100% free, local and offline assistant with speech recognition and talk-back functionalities.

🤖 default usage

ALTS runs in the background and waits for you to press cmd+esc (or win+esc).

  • 🎙️ While holding the hotkey, your voice will be recorded (saves in the project root).
  • 💭 On release, the recording stops and a transcript is sent to the LLM (the recording is deleted).
  • 🔊 The LLM responses then get synthesized and played back to you (also shown as desktop notifications).

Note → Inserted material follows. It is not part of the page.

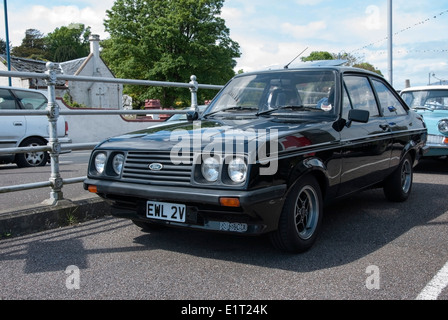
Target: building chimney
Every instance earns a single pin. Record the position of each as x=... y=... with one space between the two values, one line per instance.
x=95 y=51
x=95 y=45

You can modify the hotkey combination and other settings in your config.yaml.

ALL processes are local and NONE of your recordings or queries leave your environment; the recordings are deleted as soon as they are used; it's ALL PRIVATE by default

⚙️ pre-requisites

  • python

    (tested on) version >=3.11 on macOS and version >=3.8 on windows

  • llm

    By default, the project is configured to work with Ollama, running the stablelm2 model (a very tiny and quick model). This setup makes the whole system completely free to run locally and great for low resource machines.

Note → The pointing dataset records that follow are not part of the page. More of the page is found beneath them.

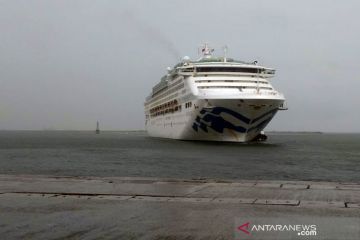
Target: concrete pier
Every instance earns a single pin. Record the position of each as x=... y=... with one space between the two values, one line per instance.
x=47 y=207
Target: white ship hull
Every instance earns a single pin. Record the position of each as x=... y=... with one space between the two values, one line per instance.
x=212 y=99
x=233 y=120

    However, we use LiteLLM in order to be provider agnostic, so you have full freedom to pick and choose your own combinations. Take a look at the supported Models/Providers for more details on LLM configuration.

    See .env.template and config-template.yaml for customizing your setup

  • stt

    We use openAI's whisper to transcribe your voice queries. It's a general-purpose speech recognition model.

    You will need to have ffmepg installed in your environment, you can download it from the official site.

    Make sure to check out their setup docs, for any other requirement.

    if you stumble into errors, one reason could be the model not downloading automatically. If that's the case you can run a whisper example transcription in your terminal (see examples) or manually download it and place the model-file in the correct folder

  • tts

    We use coqui-TTS for ALTS to talk-back to you. It's a library for advanced Text-to-Speech generation.

    You will need to install eSpeak-ng in your environment:

    • macOS – brew install espeak
    • linux – sudo apt-get install espeak -y
    • windows – download the executable from their repo

      on windows you'll also need Desktop development with C++ and .NET desktop build tools. Download the Microsoft C++ Build Tools and install these dependencies.

    Make sure to check out their setup docs, for any other requirement.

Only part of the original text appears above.